Both rs1060575 and rs3816989 variants were identified in the comparison between patients showing early signs of cardiomyopathy with long survivor patients, without significant cardiac involvement. Given that the discovery cohort was originally focused also on the cardiac phenotype; the association with loss of ambulation suggests that the identified gene and variants can have a role on both cardiac and skeletal muscles. To understand whether SNPs rs1060575 and rs3816989 drive the expression of the TCTEX1D1 gene and other neighbouring genes, we searched for eQTLs in the GTEx database. Interestingly, the minor alleles of these variants are associated with the reduced expression of TCTEX1D1 and an increased expression of the neighbouring gene SGIP1 in both muscle and heart (Supplementary Fig. 1). Given that the minor allele was associated with a worse outcome in both discovery and validation cohorts, one could postulate that an increased expression of SGIP1 and a decreased expression of TCTEX1D1 could be deleterious for the cardiac phenotype in patients with DMD. Interestingly, a recent GWA meta-analysis for quantitative electrocardiography traits, showed that variants in the TCTEX1D1/SGIP1 locus are associated with QT interval [45]. More research (e.g. conditional knock down of TCTEX1D1 in skeletal and cardiac muscles in animal models or study the different TCTEX1D1 proteoforms in patients’ derived cells) will be needed to provide solid mechanistic explanation of the role of these variants in DMD disease progression.

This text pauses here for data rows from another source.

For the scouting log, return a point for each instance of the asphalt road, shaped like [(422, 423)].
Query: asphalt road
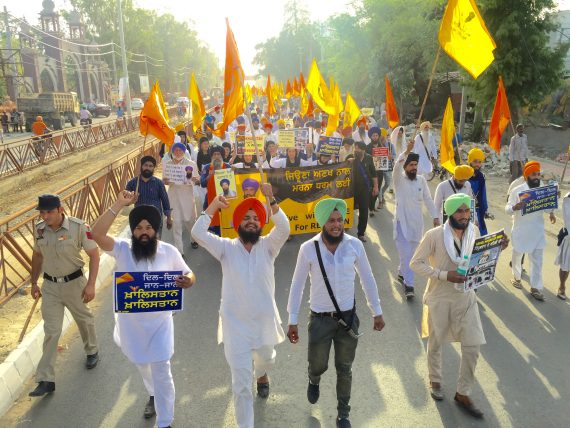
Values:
[(523, 375)]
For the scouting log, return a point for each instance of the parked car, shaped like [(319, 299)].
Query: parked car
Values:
[(137, 104), (99, 109)]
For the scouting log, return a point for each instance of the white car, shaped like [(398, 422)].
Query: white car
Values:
[(137, 104)]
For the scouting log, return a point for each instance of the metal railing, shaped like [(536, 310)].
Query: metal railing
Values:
[(21, 155), (86, 198)]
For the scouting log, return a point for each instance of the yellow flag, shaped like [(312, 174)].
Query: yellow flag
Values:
[(351, 111), (198, 109), (446, 155), (320, 92), (464, 36), (152, 120)]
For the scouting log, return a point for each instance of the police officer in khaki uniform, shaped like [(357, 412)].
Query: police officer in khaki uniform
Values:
[(57, 253)]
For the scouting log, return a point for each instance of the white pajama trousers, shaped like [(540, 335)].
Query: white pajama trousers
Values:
[(242, 372), (159, 384), (535, 258), (406, 250)]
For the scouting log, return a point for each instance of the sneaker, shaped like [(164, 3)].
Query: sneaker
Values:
[(313, 393)]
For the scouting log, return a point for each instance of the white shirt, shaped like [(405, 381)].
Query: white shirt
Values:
[(146, 337), (444, 190), (424, 164), (409, 197), (249, 318), (528, 231), (518, 148), (341, 268)]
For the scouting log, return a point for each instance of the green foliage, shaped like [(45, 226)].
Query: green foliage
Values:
[(161, 37)]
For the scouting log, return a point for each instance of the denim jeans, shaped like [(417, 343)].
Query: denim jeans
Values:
[(324, 331)]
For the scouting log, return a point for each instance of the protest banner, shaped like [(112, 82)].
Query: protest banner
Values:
[(147, 292), (380, 158), (329, 145), (225, 183), (297, 190), (177, 173), (483, 260), (539, 199)]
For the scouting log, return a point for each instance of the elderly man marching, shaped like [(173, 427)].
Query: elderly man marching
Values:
[(528, 232), (449, 313), (332, 259), (411, 190), (250, 325)]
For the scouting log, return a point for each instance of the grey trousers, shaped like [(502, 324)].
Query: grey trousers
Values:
[(324, 331)]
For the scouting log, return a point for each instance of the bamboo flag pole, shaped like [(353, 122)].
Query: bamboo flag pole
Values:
[(27, 323)]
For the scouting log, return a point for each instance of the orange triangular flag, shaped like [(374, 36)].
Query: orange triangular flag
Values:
[(391, 109), (500, 119)]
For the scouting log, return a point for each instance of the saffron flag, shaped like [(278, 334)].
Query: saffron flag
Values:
[(198, 109), (391, 110), (269, 94), (500, 119), (320, 92), (464, 36), (351, 111), (446, 153), (233, 84), (152, 120)]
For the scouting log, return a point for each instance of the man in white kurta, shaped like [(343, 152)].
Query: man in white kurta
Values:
[(459, 183), (412, 192), (450, 314), (181, 195), (250, 325), (424, 145), (146, 339), (528, 232)]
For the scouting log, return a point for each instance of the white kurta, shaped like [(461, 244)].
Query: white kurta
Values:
[(410, 194), (249, 318), (528, 230), (424, 164), (444, 190), (146, 337)]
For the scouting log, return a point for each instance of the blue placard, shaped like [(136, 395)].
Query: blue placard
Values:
[(147, 292), (539, 199), (329, 145)]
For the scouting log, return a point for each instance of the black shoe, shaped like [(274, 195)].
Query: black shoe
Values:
[(313, 393), (263, 389), (92, 360), (149, 411), (43, 388)]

The comparison between the ELOA and LLOA did not lead to the identification of other variants. One possible cause for this is the selection of patients involved in the LLOA discovery cohort in which two patients carried out-of-frame deletions that can be reframed by exon 44 skipping. While it is now known that patients with this genomic characteristic experience a somewhat milder disease progression [15, 17], this was not known when the study was designed. An improved patients selection could have made the comparison more informative for the identification of other variants possibly acting in trans.

Our study is the first to identify modifiers associated with cardiomyopathy severity in DMD; the obtained data will now support the interpretation of studies on cardiac protection.

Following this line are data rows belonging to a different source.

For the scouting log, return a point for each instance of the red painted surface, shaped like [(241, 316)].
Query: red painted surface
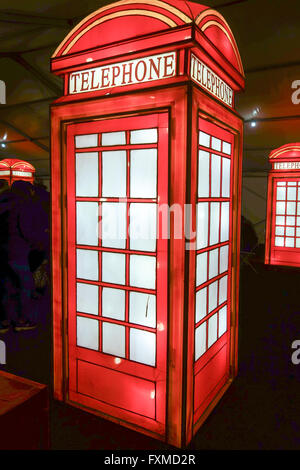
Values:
[(283, 211), (170, 398)]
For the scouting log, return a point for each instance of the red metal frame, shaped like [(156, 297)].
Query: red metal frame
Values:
[(285, 171), (182, 106)]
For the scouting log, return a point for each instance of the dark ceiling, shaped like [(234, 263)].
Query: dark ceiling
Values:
[(267, 33)]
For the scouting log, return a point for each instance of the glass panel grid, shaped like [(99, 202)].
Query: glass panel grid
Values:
[(213, 236), (124, 317)]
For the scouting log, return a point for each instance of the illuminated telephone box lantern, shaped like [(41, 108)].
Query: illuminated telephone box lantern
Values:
[(283, 207), (13, 169), (146, 172)]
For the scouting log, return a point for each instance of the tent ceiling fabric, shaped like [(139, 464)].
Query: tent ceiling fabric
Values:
[(267, 34)]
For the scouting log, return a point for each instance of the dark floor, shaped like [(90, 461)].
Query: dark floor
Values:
[(261, 410)]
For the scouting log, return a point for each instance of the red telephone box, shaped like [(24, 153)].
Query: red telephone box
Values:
[(146, 184), (283, 207), (13, 169)]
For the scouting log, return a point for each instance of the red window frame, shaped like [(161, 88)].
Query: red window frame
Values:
[(151, 375)]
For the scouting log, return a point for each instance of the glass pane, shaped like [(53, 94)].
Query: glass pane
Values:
[(142, 346), (86, 141), (143, 271), (200, 340), (87, 296), (281, 194), (279, 241), (279, 231), (202, 225), (142, 309), (280, 208), (213, 263), (212, 296), (216, 144), (87, 264), (113, 224), (203, 174), (224, 222), (143, 173), (215, 175), (144, 136), (226, 164), (224, 259), (212, 330), (87, 333), (87, 223), (201, 269), (87, 174), (226, 148), (291, 208), (223, 286), (222, 321), (204, 139), (113, 303), (292, 195), (113, 339), (114, 174), (201, 300), (113, 268), (113, 138), (143, 226), (214, 223)]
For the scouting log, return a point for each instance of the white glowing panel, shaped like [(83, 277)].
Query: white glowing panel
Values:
[(201, 269), (224, 254), (86, 141), (200, 340), (226, 163), (143, 173), (214, 223), (212, 330), (113, 224), (213, 263), (212, 296), (224, 221), (113, 339), (87, 223), (87, 174), (201, 301), (143, 271), (203, 174), (113, 268), (142, 309), (87, 296), (87, 264), (222, 321), (113, 303), (144, 136), (113, 138), (143, 226), (202, 225), (204, 139), (87, 333), (223, 287), (114, 173), (215, 175), (142, 346)]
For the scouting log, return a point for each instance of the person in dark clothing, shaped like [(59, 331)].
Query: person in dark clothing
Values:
[(19, 281)]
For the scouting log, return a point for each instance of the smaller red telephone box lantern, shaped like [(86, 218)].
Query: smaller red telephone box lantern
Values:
[(13, 169), (283, 207)]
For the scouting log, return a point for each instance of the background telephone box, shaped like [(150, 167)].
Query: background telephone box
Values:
[(145, 325), (13, 169), (283, 207)]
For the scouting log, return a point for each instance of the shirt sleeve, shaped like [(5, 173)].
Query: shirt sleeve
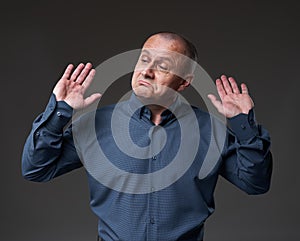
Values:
[(247, 159), (49, 150)]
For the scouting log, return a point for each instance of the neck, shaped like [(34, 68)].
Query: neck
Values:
[(156, 111)]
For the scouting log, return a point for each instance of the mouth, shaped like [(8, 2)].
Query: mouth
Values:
[(143, 82)]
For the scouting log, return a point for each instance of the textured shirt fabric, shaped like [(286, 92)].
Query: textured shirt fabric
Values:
[(175, 212)]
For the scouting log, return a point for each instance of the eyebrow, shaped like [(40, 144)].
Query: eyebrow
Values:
[(144, 51)]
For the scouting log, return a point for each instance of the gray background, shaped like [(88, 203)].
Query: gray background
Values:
[(255, 41)]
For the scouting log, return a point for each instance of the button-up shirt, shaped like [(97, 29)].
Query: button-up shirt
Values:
[(131, 203)]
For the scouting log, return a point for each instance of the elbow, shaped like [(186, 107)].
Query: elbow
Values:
[(33, 177), (258, 190), (34, 174)]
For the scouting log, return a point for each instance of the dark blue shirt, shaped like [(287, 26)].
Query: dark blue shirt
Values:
[(146, 196)]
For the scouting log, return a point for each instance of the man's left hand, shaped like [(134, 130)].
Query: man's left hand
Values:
[(232, 101)]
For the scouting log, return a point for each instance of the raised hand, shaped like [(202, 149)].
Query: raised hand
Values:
[(233, 102), (73, 84)]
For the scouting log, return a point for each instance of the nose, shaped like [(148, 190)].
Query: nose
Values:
[(148, 72)]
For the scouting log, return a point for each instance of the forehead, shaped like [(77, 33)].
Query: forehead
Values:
[(163, 45)]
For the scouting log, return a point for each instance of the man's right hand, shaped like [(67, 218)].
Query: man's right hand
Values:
[(73, 84)]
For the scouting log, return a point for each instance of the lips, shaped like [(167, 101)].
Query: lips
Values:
[(143, 82)]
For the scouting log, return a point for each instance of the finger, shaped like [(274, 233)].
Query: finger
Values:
[(67, 72), (88, 80), (84, 73), (216, 103), (76, 72), (226, 84), (244, 88), (234, 86), (91, 99), (220, 89)]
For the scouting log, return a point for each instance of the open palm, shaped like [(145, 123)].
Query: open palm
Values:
[(232, 101)]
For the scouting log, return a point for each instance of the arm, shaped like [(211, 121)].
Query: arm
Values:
[(49, 150), (247, 160)]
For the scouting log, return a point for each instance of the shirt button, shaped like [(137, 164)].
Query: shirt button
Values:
[(152, 221)]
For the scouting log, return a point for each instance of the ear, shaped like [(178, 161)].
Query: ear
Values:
[(186, 82)]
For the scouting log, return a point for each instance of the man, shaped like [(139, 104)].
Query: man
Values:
[(158, 200)]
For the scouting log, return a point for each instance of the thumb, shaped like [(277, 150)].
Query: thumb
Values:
[(216, 102), (91, 99)]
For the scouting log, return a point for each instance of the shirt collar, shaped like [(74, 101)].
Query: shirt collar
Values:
[(139, 109)]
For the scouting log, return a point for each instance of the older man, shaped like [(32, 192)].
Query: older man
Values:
[(161, 200)]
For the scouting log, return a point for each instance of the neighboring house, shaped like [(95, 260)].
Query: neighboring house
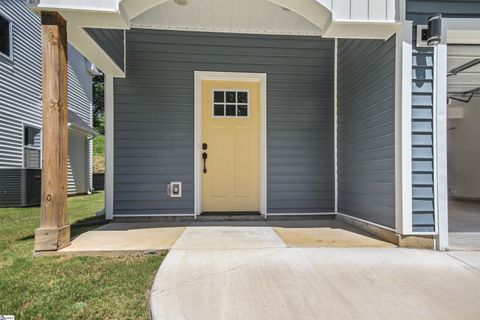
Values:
[(277, 107), (21, 110)]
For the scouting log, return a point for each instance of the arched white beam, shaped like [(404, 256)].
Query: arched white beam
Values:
[(312, 10)]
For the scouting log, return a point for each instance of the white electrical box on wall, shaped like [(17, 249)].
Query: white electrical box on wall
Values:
[(174, 189), (422, 36)]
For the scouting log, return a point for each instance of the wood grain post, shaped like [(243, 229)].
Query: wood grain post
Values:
[(54, 233)]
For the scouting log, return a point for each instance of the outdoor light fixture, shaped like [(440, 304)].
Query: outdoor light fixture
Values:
[(434, 30), (181, 2)]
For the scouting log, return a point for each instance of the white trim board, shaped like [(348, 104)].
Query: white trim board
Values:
[(403, 129), (335, 123), (109, 147), (229, 76), (367, 222), (303, 214)]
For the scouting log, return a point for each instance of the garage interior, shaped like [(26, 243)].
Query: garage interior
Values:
[(464, 146)]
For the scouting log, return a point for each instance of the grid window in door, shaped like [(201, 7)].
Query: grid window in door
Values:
[(230, 103)]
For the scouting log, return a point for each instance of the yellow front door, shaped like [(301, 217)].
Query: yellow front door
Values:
[(230, 146)]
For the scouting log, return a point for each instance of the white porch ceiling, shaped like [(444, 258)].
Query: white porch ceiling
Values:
[(246, 16), (468, 79)]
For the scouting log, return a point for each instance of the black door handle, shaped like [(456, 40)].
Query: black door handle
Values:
[(204, 157)]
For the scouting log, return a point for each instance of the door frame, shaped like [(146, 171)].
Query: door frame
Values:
[(200, 76)]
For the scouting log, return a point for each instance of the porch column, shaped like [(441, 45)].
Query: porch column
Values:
[(54, 233)]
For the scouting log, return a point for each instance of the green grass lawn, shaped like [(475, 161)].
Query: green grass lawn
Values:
[(69, 287)]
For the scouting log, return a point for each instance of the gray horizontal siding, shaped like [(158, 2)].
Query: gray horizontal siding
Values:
[(10, 187), (80, 99), (154, 117), (112, 42), (19, 187), (419, 10), (366, 130)]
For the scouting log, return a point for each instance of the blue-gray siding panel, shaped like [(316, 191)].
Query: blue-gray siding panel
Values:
[(418, 11), (366, 130), (112, 42), (154, 117)]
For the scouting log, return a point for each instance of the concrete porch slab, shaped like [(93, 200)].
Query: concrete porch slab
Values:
[(315, 283), (127, 237), (466, 241), (229, 235), (325, 233)]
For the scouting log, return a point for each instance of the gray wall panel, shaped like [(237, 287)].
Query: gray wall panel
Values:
[(112, 42), (366, 130), (154, 117)]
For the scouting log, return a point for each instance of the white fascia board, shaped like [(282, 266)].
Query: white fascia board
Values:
[(403, 129), (356, 29), (74, 5), (90, 49), (89, 14)]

To the best of our knowledge, our work is the first in which exome sequencing was used to identify genetic modifiers in patients affected by DMD. In view of the relative rarity of DMD and the strategy to concentrate on the extreme phenotypes, the study was underpowered. However, multiple layers of subsequent validation enabled us to exclude false positive signals and identify TCTEX1D1 as modifier of DMD disease progression. The success of this approach could be beneficial also for other rare diseases where the small cohorts size does not enable a classical GWAS design.